Avant même l’introduction du régime d’APS, SNC-Lavalin avait toujours exprimé son appui à l’adoption d’un tel régime au Canada, tout comme la plupart des entreprises participant aux consultations publiques. Un communiqué publié récemment par SNC-Lavalin souligne que l’entreprise s’est dotée d’un cadre en matière d’éthique et de conformité « de calibre mondial », qu’elle a pris diverses mesures visant à établir une culture de conformité et qu’elle a pleinement coopéré avec les autorités gouvernementales et de réglementation, facteurs qui sont tous pris en compte par le directeur du SPPC pour déterminer s’il offrira de négocier un accord de réparation. Comme le directeur du SPPC ne permet pas à SNC-Lavalin de régler ces allégations au moyen d’un accord de réparation, l’affaire aboutira vraisemblablement devant les tribunaux.

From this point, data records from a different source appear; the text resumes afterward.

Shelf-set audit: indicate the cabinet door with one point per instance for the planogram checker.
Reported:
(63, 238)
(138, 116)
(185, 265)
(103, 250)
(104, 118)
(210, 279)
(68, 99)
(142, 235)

Modification des lois antiblanchiment
En juin 2018, le ministère des Finances du Canada a publié un vaste projet de modifications à la réglementation prise en vertu de la Loi sur le recyclage des produits de la criminalité et le financement des activités terroristes (2018) (la LRPCFAT) qui toucheraient des entités financières et non financières donnant accès au système financier du Canada, y compris les suivantes :

  • courtiers en monnaie virtuelle: les courtiers en monnaie virtuelle (au sens donné à ce terme dans la législation) qui offrent des services à des clients canadiens seront généralement considérés comme des entreprises de services monétaires (les ESM) canadiennes ou des ESM étrangères​;
  • entreprises de services monétaires étrangères : les ESM étrangères seront tenues de s’inscrire auprès du Centre d’analyse des opérations et déclarations financières du Canada (le CANAFE) et seront assujetties aux mêmes obligations de conformité que les ESM canadiennes, mais auront des obligations de tenue de documents légèrement moins exigeantes​;
  • délai de déclaration d’opérations douteuses: les entités assujetties seront tenues de déposer une déclaration d’opération douteuse au plus tard dans un délai de trois jours après la prise des mesures servant à établir s’il y a des motifs raisonnables de croire que cette opération est associée à la perpétration d’une infraction visée par la législation​;
  • produits de paiement prépayés: les cartes de crédit prépayées et les produits de paiement prépayés à utilisation libre similaires seront traités comme des comptes bancaires​;
  • utilisation des technologies: les critères d’évaluation du risque actuels, prescrits par la loi, seront clarifiés de manière à y ajouter que les risques associés à l’utilisation de nouvelles technologies avant le lancement de celles-ci doivent être pris en compte dans l’évaluation des produits et des moyens de distribution​;
  • contrôle préalable auprès du client: les entités assujetties auront une certaine latitude dans le cadre du contrôle préalable du client, et des exigences nouvelles ou accrues à cet égard seront prescrites​;
  • clarification des exigences actuelles: des précisions sont données en ce qui concerne : i) les opérations de plus de 10 000 $ et la règle des 24 heures (opérations dans le cadre desquelles au moins deux montants de moins de 10 000 $, totalisant 10 000 $ ou plus, sont versés par une même personne physique ou morale au cours d’une période de 24 heures); ii) les origines de la richesse des personnes exposées à la corruption​; iii) les relevés de télévirements​; iv) les renouvellements d’inscription par des ESM​; v) les agents généraux gestionnaires​; vi) les opérations sur métaux précieux et pierres précieuses et vii) les comptables.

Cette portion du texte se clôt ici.